Polarizing Experience
The experience made her even more determined and outspoken. She became
increasingly involved in the women's movement and helped found the One Million
Signature Campaign Against Discriminatory Laws.
She took part in a number of demonstrations in support of women's rights, which
led to another arrest in 2006.
A few months after her released on bail, she traveled to Dublin, where she made
the decision to throw her hijab into the sea. Later, she moved to the United
States, where she would make appearances on Persian-language television programs
wearing a scarf.
She says the mix of "fear and shame and the chains that the society had created
for her" for many years had remained, and she was not comfortable with the idea
of former colleagues in Iran seeing her without her head covering.
But while appearing in a live interview broadcast on VOA Persian television, a
moderator challenged her by asking why she arrived at the building without a
scarf but put one on just before the show went on air.
She was asked whether she would remove her hijab in front of the cameras.
WATCH: YouTube video of the VOA broadcast in which Davoodi Mohajer
removed her scarf (at around the 1' 50'' mark):
While Davoodi Mohajer appeared calm, she says
that inside a storm was raging and she was burning from fever.

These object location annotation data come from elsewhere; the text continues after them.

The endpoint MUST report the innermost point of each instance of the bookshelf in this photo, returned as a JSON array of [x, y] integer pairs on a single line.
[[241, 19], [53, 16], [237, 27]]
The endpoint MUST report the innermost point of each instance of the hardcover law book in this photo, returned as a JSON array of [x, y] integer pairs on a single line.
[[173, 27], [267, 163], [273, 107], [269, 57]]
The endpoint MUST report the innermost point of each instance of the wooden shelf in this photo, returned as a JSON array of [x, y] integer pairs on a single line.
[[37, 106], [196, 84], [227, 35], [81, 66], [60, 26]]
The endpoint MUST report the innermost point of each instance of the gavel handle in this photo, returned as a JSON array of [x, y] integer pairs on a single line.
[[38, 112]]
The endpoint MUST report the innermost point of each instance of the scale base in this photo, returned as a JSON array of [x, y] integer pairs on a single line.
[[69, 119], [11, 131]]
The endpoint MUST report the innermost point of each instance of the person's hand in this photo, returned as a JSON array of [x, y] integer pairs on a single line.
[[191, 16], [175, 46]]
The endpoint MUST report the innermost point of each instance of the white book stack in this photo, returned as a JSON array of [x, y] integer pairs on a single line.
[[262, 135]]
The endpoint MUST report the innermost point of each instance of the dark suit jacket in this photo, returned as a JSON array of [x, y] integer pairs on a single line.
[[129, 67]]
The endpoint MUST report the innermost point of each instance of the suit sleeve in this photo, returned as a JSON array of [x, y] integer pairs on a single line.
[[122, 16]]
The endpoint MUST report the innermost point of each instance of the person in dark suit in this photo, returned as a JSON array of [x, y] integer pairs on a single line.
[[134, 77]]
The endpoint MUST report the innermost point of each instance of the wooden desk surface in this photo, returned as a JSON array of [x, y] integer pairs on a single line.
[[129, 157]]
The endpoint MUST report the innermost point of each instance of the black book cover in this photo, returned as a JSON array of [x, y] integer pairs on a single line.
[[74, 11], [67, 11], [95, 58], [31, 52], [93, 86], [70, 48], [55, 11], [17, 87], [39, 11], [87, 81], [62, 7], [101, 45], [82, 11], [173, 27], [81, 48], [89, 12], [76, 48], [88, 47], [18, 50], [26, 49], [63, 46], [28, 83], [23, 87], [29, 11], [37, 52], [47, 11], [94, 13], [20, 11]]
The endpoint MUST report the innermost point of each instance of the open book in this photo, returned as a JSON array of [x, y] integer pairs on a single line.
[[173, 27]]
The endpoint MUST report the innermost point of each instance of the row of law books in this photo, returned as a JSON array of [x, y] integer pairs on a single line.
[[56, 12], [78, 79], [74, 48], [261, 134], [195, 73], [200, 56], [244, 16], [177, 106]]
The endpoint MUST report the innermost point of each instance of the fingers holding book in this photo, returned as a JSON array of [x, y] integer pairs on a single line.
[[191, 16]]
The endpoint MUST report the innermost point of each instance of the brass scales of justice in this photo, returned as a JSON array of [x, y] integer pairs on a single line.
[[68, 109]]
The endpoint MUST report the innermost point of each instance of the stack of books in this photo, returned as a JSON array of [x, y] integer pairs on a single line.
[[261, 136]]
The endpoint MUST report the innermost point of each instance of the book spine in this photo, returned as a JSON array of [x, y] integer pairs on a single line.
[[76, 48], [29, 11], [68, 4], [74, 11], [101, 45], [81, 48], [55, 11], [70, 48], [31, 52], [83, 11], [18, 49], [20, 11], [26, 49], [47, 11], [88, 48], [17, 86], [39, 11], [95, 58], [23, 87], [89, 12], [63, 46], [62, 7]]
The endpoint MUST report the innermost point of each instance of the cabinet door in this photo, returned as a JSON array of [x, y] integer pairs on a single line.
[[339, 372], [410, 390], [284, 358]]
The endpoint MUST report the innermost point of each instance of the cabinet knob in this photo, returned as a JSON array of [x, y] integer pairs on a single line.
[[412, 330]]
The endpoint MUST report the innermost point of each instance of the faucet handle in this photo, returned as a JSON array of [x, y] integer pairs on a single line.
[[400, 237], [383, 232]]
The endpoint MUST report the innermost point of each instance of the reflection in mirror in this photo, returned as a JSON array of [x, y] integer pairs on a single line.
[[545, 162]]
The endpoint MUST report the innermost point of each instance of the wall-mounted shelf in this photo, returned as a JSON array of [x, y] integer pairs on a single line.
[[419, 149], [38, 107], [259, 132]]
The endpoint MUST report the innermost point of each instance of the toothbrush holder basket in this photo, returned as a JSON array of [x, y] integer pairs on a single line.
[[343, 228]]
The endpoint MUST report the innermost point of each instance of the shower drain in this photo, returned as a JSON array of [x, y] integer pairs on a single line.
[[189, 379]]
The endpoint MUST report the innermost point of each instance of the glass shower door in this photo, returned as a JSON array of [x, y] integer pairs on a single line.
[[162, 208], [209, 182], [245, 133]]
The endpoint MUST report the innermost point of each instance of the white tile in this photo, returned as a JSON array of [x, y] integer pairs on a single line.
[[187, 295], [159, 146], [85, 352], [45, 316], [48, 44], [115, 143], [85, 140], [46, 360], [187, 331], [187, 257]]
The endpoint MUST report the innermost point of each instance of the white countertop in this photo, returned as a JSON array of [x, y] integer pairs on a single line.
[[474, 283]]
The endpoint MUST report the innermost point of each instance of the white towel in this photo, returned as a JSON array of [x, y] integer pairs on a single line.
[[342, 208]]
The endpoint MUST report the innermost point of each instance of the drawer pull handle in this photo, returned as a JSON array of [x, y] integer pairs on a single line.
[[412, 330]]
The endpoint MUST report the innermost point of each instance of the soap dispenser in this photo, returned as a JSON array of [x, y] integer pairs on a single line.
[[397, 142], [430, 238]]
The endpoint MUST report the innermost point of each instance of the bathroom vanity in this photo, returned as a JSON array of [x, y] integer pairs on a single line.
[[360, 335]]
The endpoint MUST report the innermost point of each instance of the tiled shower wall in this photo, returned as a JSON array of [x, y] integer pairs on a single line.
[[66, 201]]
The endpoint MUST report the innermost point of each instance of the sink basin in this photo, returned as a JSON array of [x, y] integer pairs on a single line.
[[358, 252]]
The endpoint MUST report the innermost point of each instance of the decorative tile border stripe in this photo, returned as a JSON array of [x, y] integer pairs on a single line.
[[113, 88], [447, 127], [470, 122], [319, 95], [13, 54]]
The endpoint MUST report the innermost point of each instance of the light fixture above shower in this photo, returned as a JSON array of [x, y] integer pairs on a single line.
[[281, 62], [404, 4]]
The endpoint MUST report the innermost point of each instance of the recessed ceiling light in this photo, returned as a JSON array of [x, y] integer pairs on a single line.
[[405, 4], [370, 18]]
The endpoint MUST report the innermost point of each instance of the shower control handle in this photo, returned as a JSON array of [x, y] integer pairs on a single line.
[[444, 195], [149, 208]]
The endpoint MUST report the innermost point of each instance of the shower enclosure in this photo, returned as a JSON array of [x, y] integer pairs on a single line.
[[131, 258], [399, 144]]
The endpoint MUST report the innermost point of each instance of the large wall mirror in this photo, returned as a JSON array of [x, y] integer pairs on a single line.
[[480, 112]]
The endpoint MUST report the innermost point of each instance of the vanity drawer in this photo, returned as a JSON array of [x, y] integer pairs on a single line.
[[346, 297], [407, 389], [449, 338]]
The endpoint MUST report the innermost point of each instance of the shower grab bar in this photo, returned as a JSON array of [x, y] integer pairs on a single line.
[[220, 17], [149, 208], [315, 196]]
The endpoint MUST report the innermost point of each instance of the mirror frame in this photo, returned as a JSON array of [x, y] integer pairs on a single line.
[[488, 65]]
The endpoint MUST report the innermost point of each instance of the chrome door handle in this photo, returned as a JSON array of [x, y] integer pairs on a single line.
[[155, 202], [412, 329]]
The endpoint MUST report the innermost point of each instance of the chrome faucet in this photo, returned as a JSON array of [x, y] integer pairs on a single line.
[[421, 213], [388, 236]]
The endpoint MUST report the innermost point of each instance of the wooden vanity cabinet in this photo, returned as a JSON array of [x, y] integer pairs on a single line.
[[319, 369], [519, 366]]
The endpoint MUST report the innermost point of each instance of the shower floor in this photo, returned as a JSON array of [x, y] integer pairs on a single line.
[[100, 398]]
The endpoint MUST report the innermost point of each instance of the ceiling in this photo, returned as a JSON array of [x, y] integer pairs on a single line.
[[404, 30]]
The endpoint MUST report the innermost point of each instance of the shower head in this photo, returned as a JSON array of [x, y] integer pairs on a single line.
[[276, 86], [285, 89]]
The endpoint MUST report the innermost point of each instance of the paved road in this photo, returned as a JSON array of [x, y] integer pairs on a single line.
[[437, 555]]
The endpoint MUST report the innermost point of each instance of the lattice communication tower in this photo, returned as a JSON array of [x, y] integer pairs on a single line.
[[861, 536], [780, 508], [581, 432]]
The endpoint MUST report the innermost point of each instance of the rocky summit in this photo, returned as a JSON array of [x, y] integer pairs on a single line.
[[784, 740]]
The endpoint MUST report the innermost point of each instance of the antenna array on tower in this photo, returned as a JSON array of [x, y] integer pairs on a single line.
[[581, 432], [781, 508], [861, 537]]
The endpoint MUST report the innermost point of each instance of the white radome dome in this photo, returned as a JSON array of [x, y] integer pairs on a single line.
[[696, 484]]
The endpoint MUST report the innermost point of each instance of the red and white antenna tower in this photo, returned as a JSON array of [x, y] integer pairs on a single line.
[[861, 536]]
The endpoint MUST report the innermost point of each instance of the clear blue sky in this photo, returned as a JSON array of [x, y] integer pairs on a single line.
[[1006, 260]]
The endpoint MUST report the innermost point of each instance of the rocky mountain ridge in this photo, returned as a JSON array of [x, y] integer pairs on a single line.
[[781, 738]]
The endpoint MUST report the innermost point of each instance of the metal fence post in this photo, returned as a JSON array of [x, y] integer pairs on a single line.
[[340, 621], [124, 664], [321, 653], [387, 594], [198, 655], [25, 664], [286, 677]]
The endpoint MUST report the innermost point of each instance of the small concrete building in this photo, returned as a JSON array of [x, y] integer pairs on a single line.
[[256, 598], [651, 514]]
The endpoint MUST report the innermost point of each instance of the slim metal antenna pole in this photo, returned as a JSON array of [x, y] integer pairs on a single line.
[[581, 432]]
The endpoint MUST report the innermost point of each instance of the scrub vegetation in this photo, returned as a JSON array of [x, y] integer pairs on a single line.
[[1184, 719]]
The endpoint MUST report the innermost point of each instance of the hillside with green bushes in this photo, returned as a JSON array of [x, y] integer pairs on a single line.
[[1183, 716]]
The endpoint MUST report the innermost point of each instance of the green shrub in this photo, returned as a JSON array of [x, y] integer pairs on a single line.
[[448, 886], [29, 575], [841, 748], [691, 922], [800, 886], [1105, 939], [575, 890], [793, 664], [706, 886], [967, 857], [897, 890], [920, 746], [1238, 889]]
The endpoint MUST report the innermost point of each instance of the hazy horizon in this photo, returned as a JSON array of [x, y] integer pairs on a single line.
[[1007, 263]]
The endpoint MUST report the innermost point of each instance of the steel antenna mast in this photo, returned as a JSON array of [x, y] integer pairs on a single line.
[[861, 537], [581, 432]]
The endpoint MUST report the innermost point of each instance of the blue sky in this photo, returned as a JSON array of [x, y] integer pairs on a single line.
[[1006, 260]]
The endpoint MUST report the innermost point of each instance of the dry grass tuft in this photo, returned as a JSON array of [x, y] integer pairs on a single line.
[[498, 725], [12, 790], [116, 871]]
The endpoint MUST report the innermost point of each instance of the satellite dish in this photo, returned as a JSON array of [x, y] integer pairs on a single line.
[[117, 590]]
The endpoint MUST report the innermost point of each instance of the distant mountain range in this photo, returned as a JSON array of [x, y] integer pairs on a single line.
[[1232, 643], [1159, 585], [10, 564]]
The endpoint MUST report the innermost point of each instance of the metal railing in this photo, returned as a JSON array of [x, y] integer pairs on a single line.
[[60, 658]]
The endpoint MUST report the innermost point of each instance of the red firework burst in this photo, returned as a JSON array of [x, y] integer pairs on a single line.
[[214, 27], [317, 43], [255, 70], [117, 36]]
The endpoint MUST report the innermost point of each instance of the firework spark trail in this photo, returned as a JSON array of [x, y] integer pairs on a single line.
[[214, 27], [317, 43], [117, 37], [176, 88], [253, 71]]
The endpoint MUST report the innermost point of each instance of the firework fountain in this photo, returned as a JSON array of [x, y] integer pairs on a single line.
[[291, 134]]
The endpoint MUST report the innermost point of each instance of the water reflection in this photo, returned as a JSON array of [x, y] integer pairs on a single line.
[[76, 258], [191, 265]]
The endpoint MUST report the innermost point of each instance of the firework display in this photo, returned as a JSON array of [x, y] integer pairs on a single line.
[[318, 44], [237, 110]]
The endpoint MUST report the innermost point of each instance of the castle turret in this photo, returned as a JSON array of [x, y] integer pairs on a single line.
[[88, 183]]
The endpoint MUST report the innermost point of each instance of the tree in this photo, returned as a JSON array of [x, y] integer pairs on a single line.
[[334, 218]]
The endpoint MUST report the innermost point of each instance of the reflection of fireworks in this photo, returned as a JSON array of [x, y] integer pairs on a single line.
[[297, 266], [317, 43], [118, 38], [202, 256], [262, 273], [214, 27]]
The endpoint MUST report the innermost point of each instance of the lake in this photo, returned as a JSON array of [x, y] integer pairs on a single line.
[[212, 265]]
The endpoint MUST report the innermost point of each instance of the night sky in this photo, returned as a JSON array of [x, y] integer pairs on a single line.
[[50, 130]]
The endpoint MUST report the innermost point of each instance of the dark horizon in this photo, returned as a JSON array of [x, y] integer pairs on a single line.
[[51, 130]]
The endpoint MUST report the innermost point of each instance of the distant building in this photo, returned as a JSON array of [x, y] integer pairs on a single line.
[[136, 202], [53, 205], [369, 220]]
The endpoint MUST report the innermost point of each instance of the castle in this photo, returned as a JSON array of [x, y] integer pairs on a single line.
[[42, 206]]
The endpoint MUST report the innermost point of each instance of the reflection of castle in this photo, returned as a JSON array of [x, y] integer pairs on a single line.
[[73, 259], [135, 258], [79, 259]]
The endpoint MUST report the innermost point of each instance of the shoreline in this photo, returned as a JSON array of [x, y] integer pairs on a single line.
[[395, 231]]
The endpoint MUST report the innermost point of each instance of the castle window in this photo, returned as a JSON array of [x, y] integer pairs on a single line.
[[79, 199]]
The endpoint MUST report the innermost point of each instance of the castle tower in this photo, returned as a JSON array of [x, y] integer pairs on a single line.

She took her scarf off. It was explosive. The video was posted on Iranian
websites and shared on Facebook. She says she received hundreds of messages --
some praising her, and others condemning her.
The Iranian government reacted angrily. State-controlled television aireda
documentaryin which
Davoodi Mohajer was accused of being a tool of the West and "showing her true
face."
Davoodi Mohajer says that for her, it was an act of protest against state
violence to which women are subjected in Iran.
"For years those women who didn't respect the hijab [fully] were humiliated,
they were beaten up, they were jailed, they were flogged, interrogated, they
were being eliminated from the society," Davoodi Mohajer says. "They were
capable of being in top posts, but they were not allowed to.
"For 30 years, Iranian women have been subjected to all kinds of violence in the
name of religion. But if a woman [takes off her hijab], she's accused of
endangering morality, chastity, the prophets, and everything."
Davoodi Mohajer adds that she respects women who choose to wear the hijab, but
she believes women should be given a choice.
"The Koran says that there is no compulsion in religion," Davoodi Mohajer says.
"When they act against Islam, when they [force women to wear the hijab] through
force [and] insult, it's natural that society fights back."